Les descendants des anciens propriétaires juifs du bâtiment abritant aujourd’hui l’ambassade de France à Bagdad ont décidé d’engager une action en justice contre l’État français. Selon France 24, ces héritiers réclament la somme de 21,5 millions d’euros, une indemnisation qu’ils estiment correspondre aux loyers impayés depuis plus de cinquante ans ainsi qu’au préjudice moral subi.

Ce qu'il faut retenir

  • 21,5 millions d’euros : montant réclamé par les descendants des propriétaires juifs pour des loyers impayés et un préjudice moral
  • Plus de cinquante ans : durée des loyers non perçus selon les plaignants
  • L’action en justice a été engagée à Paris contre l’État français
  • Le bâtiment concerné abrite aujourd’hui l’ambassade de France en Irak

Un litige historique autour d’un bien immobilier stratégique

L’affaire porte sur un immeuble situé à Bagdad, aujourd’hui siège de la représentation diplomatique française en Irak. Selon les informations rapportées par France 24, le bâtiment appartenait à des familles juives avant d’être confisqué ou abandonné dans les années 1950, dans un contexte marqué par l’exode des communautés juives d’Irak. Les descendants de ces propriétaires affirment que l’État français, en occupant ces locaux depuis des décennies, n’a jamais versé de compensation ni réglé les loyers dus.

Cette assignation s’inscrit dans un litige plus large opposant depuis plusieurs années l’État français à des héritiers de biens immobiliers ayant appartenu à des Juifs irakiens. Autant dire que le dossier revêt une dimension à la fois juridique et mémorielle, les demandeurs invoquant non seulement des préjudices financiers, mais aussi une reconnaissance des souffrances endurées par leurs familles.

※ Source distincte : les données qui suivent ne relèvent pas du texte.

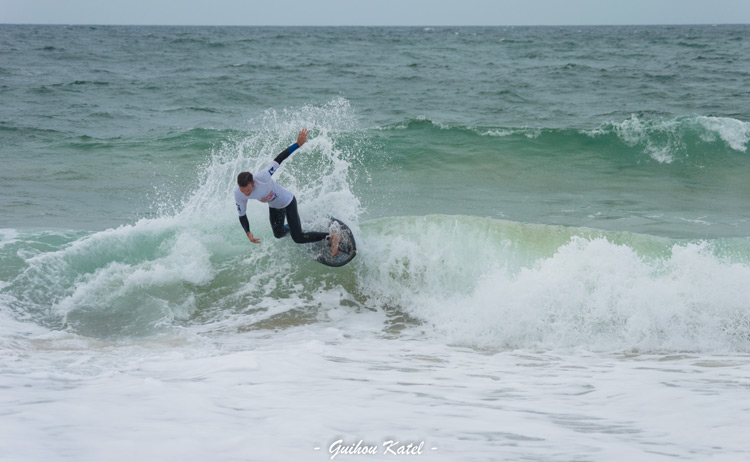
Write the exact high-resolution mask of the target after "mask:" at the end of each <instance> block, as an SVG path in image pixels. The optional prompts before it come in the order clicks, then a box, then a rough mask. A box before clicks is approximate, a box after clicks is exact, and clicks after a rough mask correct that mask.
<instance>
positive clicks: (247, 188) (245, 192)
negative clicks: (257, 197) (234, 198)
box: [240, 181, 255, 196]
mask: <svg viewBox="0 0 750 462" xmlns="http://www.w3.org/2000/svg"><path fill="white" fill-rule="evenodd" d="M253 186H255V181H253V182H252V183H250V184H248V185H247V186H240V191H242V194H244V195H246V196H249V195H250V193H252V192H253Z"/></svg>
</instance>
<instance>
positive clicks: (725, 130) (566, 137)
mask: <svg viewBox="0 0 750 462" xmlns="http://www.w3.org/2000/svg"><path fill="white" fill-rule="evenodd" d="M432 129H435V130H441V131H453V132H456V133H460V134H464V135H479V136H489V137H497V138H505V139H506V141H515V140H519V139H520V140H523V139H529V140H535V141H539V142H542V143H544V144H547V145H549V146H554V152H555V153H558V152H560V151H564V150H565V149H566V147H567V146H570V149H580V146H581V145H583V144H585V145H587V146H591V141H592V140H593V141H594V142H597V143H598V144H597V145H594V146H593V147H594V148H595V149H596V150H598V151H600V152H601V153H612V154H616V155H621V156H630V157H631V158H632V159H634V160H640V157H641V156H642V155H645V156H646V159H651V160H654V161H656V162H658V163H660V164H670V163H672V162H675V161H678V162H685V163H696V164H702V163H705V162H711V160H712V156H722V155H726V154H730V155H731V154H736V153H746V152H747V149H748V143H749V142H750V122H745V121H741V120H737V119H733V118H731V117H712V116H698V115H695V116H684V117H676V118H666V119H665V118H655V117H654V118H645V117H639V116H637V115H633V116H631V117H630V118H628V119H626V120H624V121H621V122H608V123H604V124H601V125H599V126H598V127H594V128H587V129H581V128H564V127H563V128H548V127H534V126H527V127H475V126H461V125H453V124H450V123H445V122H441V121H436V120H431V119H428V118H426V117H416V118H412V119H407V120H404V121H402V122H398V123H394V124H389V125H386V126H382V127H378V130H381V131H386V132H387V131H392V130H412V131H425V130H432Z"/></svg>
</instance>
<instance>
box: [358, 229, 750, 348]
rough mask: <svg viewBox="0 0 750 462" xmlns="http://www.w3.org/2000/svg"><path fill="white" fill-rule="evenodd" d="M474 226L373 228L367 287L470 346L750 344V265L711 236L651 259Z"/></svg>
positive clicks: (369, 239) (449, 337) (380, 299)
mask: <svg viewBox="0 0 750 462" xmlns="http://www.w3.org/2000/svg"><path fill="white" fill-rule="evenodd" d="M467 223H468V222H464V223H461V222H460V221H459V222H458V224H457V225H456V226H455V227H450V226H447V225H445V224H443V225H436V226H437V229H436V228H435V227H432V228H431V227H429V226H425V227H423V228H421V229H420V230H419V231H417V233H416V234H412V231H413V230H411V229H408V228H407V229H406V230H403V229H402V230H401V234H402V236H403V237H401V238H398V237H396V238H394V237H393V236H386V237H382V238H380V237H378V236H370V235H368V234H367V233H366V235H365V242H364V244H363V245H366V246H367V250H368V252H366V253H365V255H364V258H366V259H367V261H366V262H365V268H364V271H365V274H364V276H363V278H362V284H363V285H364V286H365V289H364V290H365V292H366V293H368V294H370V296H372V297H374V298H376V299H378V300H380V302H381V303H383V304H395V305H397V306H399V307H400V308H401V309H402V310H404V311H406V312H407V313H409V314H411V315H412V316H416V317H418V318H419V319H421V320H423V321H425V322H427V323H428V324H430V325H432V326H434V328H435V329H436V332H438V335H448V336H449V338H450V339H451V340H452V341H455V342H458V343H461V344H469V345H479V346H484V347H494V348H535V347H543V348H559V347H586V348H591V349H597V350H628V349H637V350H642V351H658V350H693V351H724V350H727V351H750V341H748V338H747V336H746V335H745V334H743V332H745V331H746V330H747V329H750V321H749V320H748V318H747V316H746V314H745V313H746V312H747V309H748V300H750V288H748V286H747V284H746V281H747V280H750V265H748V263H747V262H746V260H745V261H743V262H741V263H730V262H728V261H725V260H723V259H722V258H720V257H717V256H716V255H714V254H713V253H712V251H711V245H710V244H709V243H691V244H674V245H672V247H671V249H669V248H667V253H666V255H663V256H661V255H659V254H658V253H657V254H655V255H651V256H643V255H640V254H639V253H638V252H637V251H636V250H635V249H634V248H633V247H631V246H629V245H625V244H615V243H612V242H611V241H609V240H608V239H607V238H606V237H576V236H573V238H572V239H570V240H569V242H567V243H564V244H562V245H560V246H559V247H558V248H557V249H556V250H555V251H554V252H553V254H552V255H550V256H544V255H543V253H544V252H543V251H542V250H543V249H541V248H539V249H536V250H532V249H533V248H534V247H535V246H536V245H538V244H537V243H535V242H534V241H525V242H524V241H515V242H514V241H513V240H499V241H498V239H500V238H493V237H492V235H491V234H487V235H484V234H483V233H481V232H477V231H478V230H477V229H476V228H475V227H472V228H471V229H469V227H468V226H469V225H468V224H467ZM441 226H442V231H441V230H440V227H441ZM490 229H491V228H490ZM446 235H454V236H455V235H461V236H469V235H471V236H473V237H472V238H471V239H467V242H469V244H466V245H463V246H461V245H459V246H458V248H457V249H455V248H452V247H454V246H453V245H452V246H442V245H441V244H440V242H441V240H442V239H444V238H445V236H446ZM552 236H553V234H552V231H551V232H550V234H548V235H547V236H546V237H545V238H544V239H545V241H546V244H545V245H549V244H550V243H554V242H550V241H553V240H552V239H551V237H552ZM559 237H561V236H558V238H559ZM371 239H372V240H374V242H372V241H371ZM659 245H661V244H659ZM370 250H372V252H370ZM519 265H520V266H519Z"/></svg>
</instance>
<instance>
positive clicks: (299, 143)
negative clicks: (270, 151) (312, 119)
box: [274, 128, 310, 165]
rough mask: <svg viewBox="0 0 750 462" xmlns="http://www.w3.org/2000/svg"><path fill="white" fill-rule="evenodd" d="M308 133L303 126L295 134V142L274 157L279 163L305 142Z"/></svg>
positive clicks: (301, 145) (308, 132) (299, 146)
mask: <svg viewBox="0 0 750 462" xmlns="http://www.w3.org/2000/svg"><path fill="white" fill-rule="evenodd" d="M308 133H310V132H309V131H308V130H307V129H306V128H303V129H302V130H300V131H299V133H298V134H297V142H296V143H294V144H293V145H291V146H289V147H288V148H286V149H284V150H283V151H281V153H280V154H279V155H278V156H276V158H275V159H274V161H275V162H277V163H278V164H279V165H281V163H282V162H284V161H285V160H286V158H287V157H289V156H291V155H292V153H293V152H294V151H296V150H297V149H299V148H300V147H302V145H303V144H305V143H307V134H308Z"/></svg>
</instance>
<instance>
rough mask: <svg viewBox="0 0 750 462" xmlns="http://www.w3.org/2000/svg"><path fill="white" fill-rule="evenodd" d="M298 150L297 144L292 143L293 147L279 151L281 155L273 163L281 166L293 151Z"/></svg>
mask: <svg viewBox="0 0 750 462" xmlns="http://www.w3.org/2000/svg"><path fill="white" fill-rule="evenodd" d="M297 149H299V145H298V144H297V143H294V144H293V145H291V146H289V147H288V148H286V149H284V150H283V151H281V153H280V154H279V155H278V156H276V158H274V161H275V162H276V163H278V164H281V163H282V162H284V161H285V160H286V158H287V157H289V156H291V155H292V153H293V152H294V151H296V150H297Z"/></svg>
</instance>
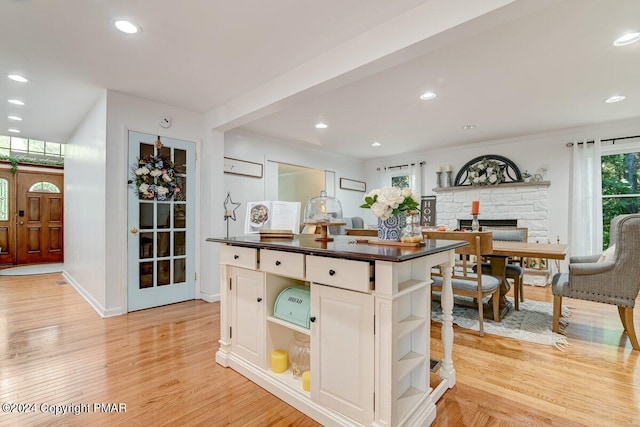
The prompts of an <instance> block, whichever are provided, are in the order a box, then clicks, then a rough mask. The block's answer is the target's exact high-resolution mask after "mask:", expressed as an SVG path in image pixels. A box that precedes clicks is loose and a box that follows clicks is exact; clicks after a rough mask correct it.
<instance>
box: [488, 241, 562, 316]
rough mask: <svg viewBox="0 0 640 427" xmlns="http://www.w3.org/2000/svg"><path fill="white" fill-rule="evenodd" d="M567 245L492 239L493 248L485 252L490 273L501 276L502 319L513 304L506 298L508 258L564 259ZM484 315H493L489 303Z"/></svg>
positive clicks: (512, 308) (500, 291)
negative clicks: (487, 261)
mask: <svg viewBox="0 0 640 427" xmlns="http://www.w3.org/2000/svg"><path fill="white" fill-rule="evenodd" d="M568 247H569V246H568V245H564V244H560V243H535V242H508V241H499V240H494V241H493V249H492V250H491V253H490V254H486V256H487V257H488V258H489V261H490V263H491V274H493V275H495V276H498V277H502V278H503V280H502V285H501V286H500V318H501V319H502V318H503V317H504V316H505V315H506V314H507V313H509V311H511V310H512V309H513V304H512V303H511V302H510V301H509V300H507V297H506V295H507V292H509V289H510V285H509V283H508V282H507V280H506V279H505V274H506V266H507V263H508V260H509V258H514V257H519V258H546V259H553V260H564V259H565V258H566V255H567V249H568ZM487 310H488V311H489V312H487V313H485V317H486V316H493V313H492V312H491V311H492V310H491V304H489V305H488V307H487Z"/></svg>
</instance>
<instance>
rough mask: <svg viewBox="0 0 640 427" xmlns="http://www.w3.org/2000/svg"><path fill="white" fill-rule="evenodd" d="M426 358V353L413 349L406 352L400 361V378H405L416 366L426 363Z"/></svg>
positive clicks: (399, 369)
mask: <svg viewBox="0 0 640 427" xmlns="http://www.w3.org/2000/svg"><path fill="white" fill-rule="evenodd" d="M425 359H426V356H425V355H424V354H420V353H415V352H413V351H410V352H409V353H407V354H405V355H404V356H403V357H402V358H401V359H400V360H399V361H398V379H401V378H404V377H405V376H406V375H407V374H409V373H411V371H413V369H414V368H415V367H416V366H418V365H420V364H421V363H424V360H425Z"/></svg>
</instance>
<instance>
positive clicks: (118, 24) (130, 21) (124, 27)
mask: <svg viewBox="0 0 640 427" xmlns="http://www.w3.org/2000/svg"><path fill="white" fill-rule="evenodd" d="M113 25H115V26H116V28H117V29H118V30H120V31H122V32H123V33H126V34H136V33H139V32H140V27H139V26H138V25H136V24H135V23H134V22H131V21H127V20H126V19H119V20H117V21H114V22H113Z"/></svg>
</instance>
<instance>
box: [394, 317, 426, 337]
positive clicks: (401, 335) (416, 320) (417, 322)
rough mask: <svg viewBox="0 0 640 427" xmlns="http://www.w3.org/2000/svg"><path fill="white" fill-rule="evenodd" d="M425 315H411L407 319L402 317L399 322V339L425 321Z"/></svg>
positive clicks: (409, 333)
mask: <svg viewBox="0 0 640 427" xmlns="http://www.w3.org/2000/svg"><path fill="white" fill-rule="evenodd" d="M425 320H426V319H425V318H424V317H419V316H413V315H412V316H409V317H407V318H406V319H402V320H401V321H400V322H398V339H402V338H404V337H405V336H406V335H407V334H410V333H411V332H413V331H415V330H416V329H417V328H419V327H420V326H422V325H424V323H425Z"/></svg>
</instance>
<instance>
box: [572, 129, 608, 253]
mask: <svg viewBox="0 0 640 427" xmlns="http://www.w3.org/2000/svg"><path fill="white" fill-rule="evenodd" d="M600 150H601V143H600V140H599V139H596V140H595V141H594V142H593V143H592V142H587V141H583V142H582V143H578V142H574V143H573V171H572V176H573V179H572V188H571V190H572V191H571V194H572V200H571V225H570V226H571V231H570V232H571V238H570V246H569V251H570V252H571V255H593V254H598V253H601V252H602V169H601V168H602V166H601V160H600Z"/></svg>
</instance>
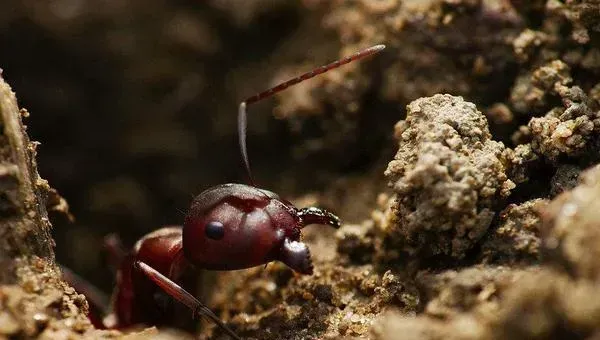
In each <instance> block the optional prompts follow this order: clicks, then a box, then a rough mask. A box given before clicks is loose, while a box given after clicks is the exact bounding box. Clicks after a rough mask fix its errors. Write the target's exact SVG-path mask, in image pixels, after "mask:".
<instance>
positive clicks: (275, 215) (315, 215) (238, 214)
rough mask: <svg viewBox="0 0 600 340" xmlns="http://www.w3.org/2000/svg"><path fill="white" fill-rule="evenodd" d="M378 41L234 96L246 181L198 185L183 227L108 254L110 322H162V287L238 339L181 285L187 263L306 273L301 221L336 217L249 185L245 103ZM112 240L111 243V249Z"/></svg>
mask: <svg viewBox="0 0 600 340" xmlns="http://www.w3.org/2000/svg"><path fill="white" fill-rule="evenodd" d="M384 48H385V46H384V45H376V46H373V47H370V48H367V49H365V50H362V51H360V52H358V53H356V54H354V55H352V56H349V57H346V58H343V59H340V60H337V61H335V62H333V63H330V64H327V65H324V66H321V67H318V68H316V69H314V70H312V71H310V72H307V73H304V74H302V75H301V76H299V77H296V78H293V79H291V80H288V81H286V82H283V83H281V84H279V85H277V86H275V87H272V88H270V89H268V90H266V91H264V92H261V93H259V94H257V95H255V96H253V97H250V98H248V99H246V100H244V101H243V102H241V103H240V106H239V111H238V133H239V143H240V150H241V153H242V158H243V162H244V166H245V167H246V171H247V173H248V176H249V178H250V182H251V184H252V185H245V184H222V185H218V186H215V187H212V188H209V189H207V190H205V191H204V192H202V193H201V194H199V195H198V196H196V197H195V198H194V200H193V201H192V204H191V207H190V209H189V211H188V213H187V215H186V217H185V222H184V224H183V227H164V228H161V229H158V230H156V231H153V232H151V233H149V234H147V235H145V236H144V237H142V238H141V239H140V240H139V241H138V242H137V243H136V244H135V246H134V247H133V250H132V251H131V252H130V253H129V254H128V255H126V256H120V255H114V257H115V258H116V259H117V260H119V262H120V265H119V269H118V272H117V283H116V288H115V292H114V295H113V308H114V311H113V313H114V314H113V315H114V322H113V325H111V326H113V327H117V328H124V327H128V326H132V325H135V324H153V325H160V324H165V323H168V322H169V321H168V319H169V317H168V316H169V314H168V313H167V312H166V311H165V306H164V303H163V302H164V300H163V301H161V298H160V297H161V296H164V295H161V292H164V293H166V294H168V295H169V296H171V297H173V298H175V299H176V300H177V301H179V302H181V303H182V304H184V305H185V306H187V307H188V308H189V309H190V310H192V317H193V318H195V317H196V316H202V315H203V316H206V317H208V318H210V319H211V320H212V321H213V322H215V323H216V324H217V325H218V326H219V327H220V328H221V329H222V330H223V331H225V332H226V333H227V334H229V335H230V336H231V337H232V338H234V339H238V340H239V339H241V338H240V337H239V336H237V335H236V334H235V333H234V332H233V331H232V330H231V329H230V328H229V327H227V326H226V325H225V324H224V323H223V322H222V321H221V320H220V319H219V318H218V317H217V316H216V315H215V314H214V313H213V312H212V311H211V310H210V309H208V307H206V306H205V305H204V304H203V303H202V302H200V301H199V300H197V299H196V298H195V297H194V296H192V295H191V294H190V293H188V292H187V291H186V290H185V289H184V288H182V286H188V287H191V286H190V285H189V281H188V280H187V278H189V277H188V275H190V272H193V268H194V267H196V268H201V269H208V270H236V269H245V268H250V267H254V266H258V265H262V264H267V263H269V262H271V261H275V260H277V261H281V262H283V263H285V264H286V265H287V266H288V267H290V268H291V269H293V270H294V271H296V272H298V273H302V274H312V272H313V265H312V261H311V257H310V252H309V249H308V247H307V246H306V244H304V243H303V242H301V241H300V234H301V230H302V228H304V227H305V226H306V225H309V224H324V225H330V226H332V227H334V228H338V227H339V226H340V220H339V218H338V217H337V216H335V215H334V214H332V213H330V212H328V211H326V210H323V209H319V208H315V207H308V208H303V209H298V208H296V207H294V206H293V205H292V204H291V203H290V202H288V201H286V200H283V199H281V198H280V197H279V196H278V195H277V194H275V193H273V192H271V191H268V190H265V189H259V188H257V187H255V186H254V181H253V179H252V175H251V172H250V163H249V161H248V153H247V150H246V106H247V105H250V104H252V103H256V102H258V101H260V100H262V99H265V98H268V97H270V96H272V95H273V94H275V93H278V92H280V91H283V90H285V89H286V88H288V87H290V86H292V85H295V84H298V83H300V82H302V81H304V80H307V79H310V78H312V77H315V76H317V75H319V74H322V73H325V72H327V71H329V70H332V69H334V68H337V67H339V66H341V65H344V64H347V63H350V62H352V61H355V60H358V59H361V58H364V57H367V56H370V55H373V54H375V53H377V52H380V51H381V50H383V49H384ZM115 247H116V246H115V245H114V243H113V246H112V247H111V248H113V249H115ZM113 254H114V253H113ZM78 286H81V285H78ZM92 300H94V299H93V298H92Z"/></svg>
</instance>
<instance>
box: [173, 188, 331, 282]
mask: <svg viewBox="0 0 600 340" xmlns="http://www.w3.org/2000/svg"><path fill="white" fill-rule="evenodd" d="M312 223H319V224H328V225H331V226H334V227H338V226H339V224H340V222H339V219H338V218H337V217H336V216H335V215H333V214H330V213H328V212H326V211H324V210H322V209H318V208H305V209H301V210H298V209H296V207H294V206H293V205H292V204H291V203H289V202H287V201H284V200H282V199H280V198H279V196H277V195H276V194H275V193H273V192H270V191H267V190H263V189H259V188H255V187H253V186H249V185H244V184H223V185H219V186H216V187H212V188H210V189H208V190H206V191H204V192H203V193H201V194H200V195H198V196H197V197H196V198H195V199H194V201H193V202H192V206H191V208H190V210H189V213H188V215H187V216H186V219H185V224H184V228H183V249H184V253H185V256H186V258H187V259H188V260H189V261H190V262H192V263H193V264H195V265H197V266H199V267H202V268H206V269H213V270H234V269H243V268H249V267H254V266H257V265H261V264H266V263H268V262H271V261H274V260H279V261H282V262H283V263H285V264H287V265H288V266H289V267H290V268H292V269H293V270H295V271H297V272H299V273H303V274H311V273H312V268H313V266H312V261H311V258H310V252H309V250H308V247H307V246H306V245H305V244H304V243H302V242H300V231H301V229H302V228H303V227H304V226H305V225H307V224H312Z"/></svg>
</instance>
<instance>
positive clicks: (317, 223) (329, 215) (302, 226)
mask: <svg viewBox="0 0 600 340" xmlns="http://www.w3.org/2000/svg"><path fill="white" fill-rule="evenodd" d="M297 215H298V217H299V218H300V224H301V226H302V227H305V226H307V225H309V224H323V225H328V226H332V227H334V228H335V229H338V228H339V227H340V226H341V225H342V222H341V220H340V218H339V217H337V216H336V215H334V214H332V213H330V212H329V211H327V210H325V209H321V208H317V207H307V208H302V209H300V210H299V211H298V213H297Z"/></svg>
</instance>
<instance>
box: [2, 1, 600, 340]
mask: <svg viewBox="0 0 600 340" xmlns="http://www.w3.org/2000/svg"><path fill="white" fill-rule="evenodd" d="M599 27H600V1H598V0H567V1H557V0H536V1H520V0H427V1H421V0H404V1H400V0H385V1H372V0H357V1H343V0H333V1H320V0H306V1H301V2H289V1H283V0H279V1H278V0H251V1H245V2H244V5H243V6H240V4H239V3H238V2H234V1H227V0H211V1H205V2H187V1H180V2H173V1H163V0H156V1H151V2H148V1H141V0H128V1H121V2H114V3H113V2H106V1H95V0H90V1H55V2H44V3H41V2H38V1H34V0H25V1H17V0H10V1H5V2H4V3H3V4H2V5H0V50H2V53H1V55H0V68H2V69H3V74H2V77H3V80H1V81H0V82H1V84H0V85H1V90H2V91H1V92H0V95H1V97H0V110H1V113H2V134H1V135H0V236H1V237H0V262H1V265H2V267H1V268H2V269H1V270H0V279H1V281H0V283H1V285H0V338H15V339H20V338H44V339H46V338H48V339H50V338H51V339H59V338H65V339H66V338H69V339H77V338H165V339H168V338H181V337H184V336H191V335H187V334H185V333H181V332H179V331H176V330H168V329H160V330H157V329H156V328H152V327H151V328H147V329H136V330H97V329H95V328H94V326H93V325H92V323H91V322H90V321H89V320H88V318H87V316H86V315H87V314H88V311H89V310H90V307H93V306H91V305H90V303H89V302H90V301H91V300H86V298H85V297H84V296H83V295H81V294H79V293H80V292H77V291H75V290H74V289H73V288H72V287H70V286H69V285H68V284H67V283H66V282H65V281H64V280H63V279H62V271H61V269H60V268H61V267H60V266H66V267H68V268H70V269H71V270H72V271H73V272H75V273H78V274H80V275H81V276H83V277H84V278H85V279H87V280H88V281H90V282H93V283H94V285H96V286H97V287H98V288H99V289H100V290H101V291H104V292H105V293H106V294H109V293H110V290H111V288H112V285H113V283H114V277H113V273H112V271H111V270H110V266H109V265H108V264H109V262H110V261H109V258H108V255H107V254H106V252H105V251H104V250H103V246H102V244H103V240H104V238H105V237H106V236H107V235H109V234H111V233H116V234H118V235H119V236H120V237H121V238H122V239H123V240H124V242H125V243H126V244H128V245H132V244H133V243H134V242H135V240H136V239H138V238H139V237H141V236H142V235H143V234H145V233H147V232H149V231H151V230H153V229H157V228H159V227H161V226H163V225H170V224H180V223H182V220H183V215H184V212H185V210H186V209H187V208H188V204H189V203H190V201H191V197H190V196H193V195H194V194H197V193H199V192H200V191H202V190H203V189H205V188H208V187H210V186H212V185H216V184H219V183H224V182H244V181H245V175H244V170H243V166H242V163H241V159H240V157H239V151H238V148H237V139H236V138H237V137H236V131H237V130H236V107H237V104H238V102H239V101H240V99H242V98H246V97H247V96H249V95H252V94H254V93H255V92H258V91H260V90H263V89H265V88H267V87H268V86H269V85H272V84H274V83H276V82H277V81H281V80H285V79H286V78H288V77H290V76H292V75H295V74H297V73H299V72H302V71H304V70H306V69H310V68H311V67H315V66H318V65H320V64H323V63H326V62H328V61H330V60H331V59H335V58H339V57H343V56H346V55H349V54H351V53H353V52H355V51H357V50H359V49H360V48H363V47H367V46H370V45H374V44H379V43H384V44H386V45H387V48H386V50H385V51H384V52H383V53H381V54H380V55H378V56H375V57H372V58H369V59H368V60H365V61H361V62H357V63H353V64H349V65H347V66H344V67H342V68H339V69H336V70H333V71H331V72H329V73H326V74H325V75H323V76H320V77H318V78H315V79H313V80H311V81H308V82H305V83H302V84H300V85H298V86H296V87H293V88H291V89H289V90H288V91H285V92H282V93H280V94H278V95H276V96H275V99H274V100H271V101H266V102H265V103H261V104H257V105H255V106H251V107H250V108H249V111H250V115H249V154H250V159H251V163H252V165H253V170H254V177H255V178H256V179H257V182H258V183H259V184H260V186H261V187H264V188H267V189H269V190H272V191H274V192H277V193H279V194H280V195H281V196H283V197H286V198H288V199H290V200H292V201H293V202H294V203H295V204H296V205H297V206H299V207H303V206H308V205H319V206H323V207H325V208H327V209H328V210H331V211H333V212H336V213H337V214H338V215H340V217H341V218H342V220H343V222H344V223H343V225H342V227H341V228H340V229H339V230H337V231H333V230H330V228H328V227H324V226H311V227H308V228H306V229H305V230H304V231H303V234H304V235H303V238H304V241H305V242H307V243H308V244H309V246H310V248H311V254H312V257H313V261H314V264H315V268H314V274H313V275H311V276H301V275H298V274H295V273H293V272H292V271H291V270H290V269H289V268H287V267H285V266H284V265H283V264H281V263H271V264H269V265H268V266H266V267H265V268H263V267H260V268H252V269H248V270H243V271H234V272H217V273H214V272H202V271H201V272H200V273H199V275H201V276H202V278H203V280H202V282H204V284H203V287H201V289H200V293H198V294H197V295H198V296H199V298H200V299H202V300H203V301H205V302H206V303H207V305H208V306H210V307H211V309H213V310H214V311H215V312H216V313H217V314H218V315H219V316H220V317H221V318H222V319H223V320H224V321H225V322H226V323H227V324H228V325H229V326H230V327H231V328H232V329H234V330H235V331H236V332H237V333H238V334H240V336H242V337H243V338H245V339H354V338H367V339H382V340H383V339H400V338H401V339H563V338H565V339H566V338H568V339H573V338H575V339H594V338H598V337H600V326H599V325H600V297H599V296H598V294H597V292H598V289H599V288H600V265H599V264H598V261H597V259H598V257H599V256H600V233H599V231H598V226H599V225H600V215H599V211H600V207H599V206H598V204H599V203H598V202H600V200H599V198H600V197H599V196H600V165H598V163H599V162H600V157H599V156H598V155H599V152H598V151H599V150H600V82H599V81H598V79H599V78H598V76H599V75H600V28H599ZM274 28H276V29H274ZM8 84H10V86H11V87H9V85H8ZM12 91H15V92H16V93H17V98H18V99H19V100H18V104H17V101H16V99H15V97H14V94H13V92H12ZM19 108H27V110H25V109H19ZM273 117H275V118H276V119H273ZM23 121H24V122H26V123H27V125H28V128H27V129H26V128H25V126H24V125H23ZM29 138H31V139H34V140H39V141H40V142H41V143H42V144H41V146H38V143H36V142H31V141H30V140H29ZM36 161H37V162H36ZM36 163H37V164H36ZM38 171H39V173H40V174H41V176H42V177H43V178H45V179H46V180H47V181H46V180H44V179H42V178H41V177H40V176H39V175H38ZM67 202H68V203H67ZM92 309H93V308H92ZM200 323H201V325H200V328H199V333H198V334H196V336H198V337H200V338H201V339H226V338H227V336H226V335H225V334H223V333H222V332H221V331H220V330H219V329H217V328H216V327H215V326H214V325H213V324H211V323H210V322H207V321H202V322H200Z"/></svg>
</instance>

Les fondements juridiques de la réclamation

D’après les éléments communiqués par les plaignants, la somme de 21,5 millions d’euros se décompose en deux postes principaux. D’une part, les loyers non perçus depuis plus de cinquante ans, calculés sur la base de la valeur locative actuelle du bien. D’autre part, un préjudice moral, dont le montant reste à préciser par les tribunaux.

Les avocats des descendants ont choisi de déposer leur recours devant les juridictions parisiennes, invoquant la compétence de la justice française pour trancher un différend portant sur un bien situé à l’étranger mais dont l’usage actuel relève d’une institution de l’État français. France 24 souligne que cette stratégie juridique pourrait s’appuyer sur des précédents concernant la restitution de biens confisqués ou nationalisés à l’étranger.

Contexte historique et enjeux diplomatiques

Le bâtiment, aujourd’hui ambassade de France en Irak, a une histoire complexe. Dans les années 1940 et 1950, la communauté juive d’Irak, l’une des plus anciennes du monde arabe, a été massivement contrainte à l’exil sous la pression des persécutions et des lois discriminatoires. Beaucoup ont quitté le pays en abandonnant leurs biens, souvent confisqués par les autorités irakiennes. France 24 rappelle que ce contentieux s’inscrit dans un mouvement plus large de revendications portées par des héritiers de Juifs irakiens à travers le monde.

Sur le plan diplomatique, cette affaire pourrait raviver des tensions déjà sensibles entre la France et certains pays du Moyen-Orient, même si Bagdad et Paris entretiennent des relations stables depuis plusieurs décennies. Les autorités françaises n’ont pas encore réagi publiquement à cette assignation, mais le ministère de l’Europe et des Affaires étrangères devra, tôt ou tard, se positionner sur ce dossier sensible.

Et maintenant ?

L’État français dispose désormais d’un délai pour répondre à l’assignation, une étape qui devrait intervenir dans les prochaines semaines. Si le recours aboutit, la question de la valorisation du bien et de l’indemnisation des demandeurs pourrait donner lieu à de longues négociations ou, à défaut, à un procès. Par ailleurs, cette affaire pourrait inciter d’autres héritiers à engager des démarches similaires, élargissant ainsi le front judiciaire autour des biens immobiliers juifs confisqués en Irak.

Reste à voir comment les tribunaux parisiens vont apprécier la recevabilité de cette demande, notamment sur le plan du droit international et de la prescription. Une chose est sûre : ce dossier, à la croisée du droit, de l’histoire et de la diplomatie, n’est pas près de s’éteindre.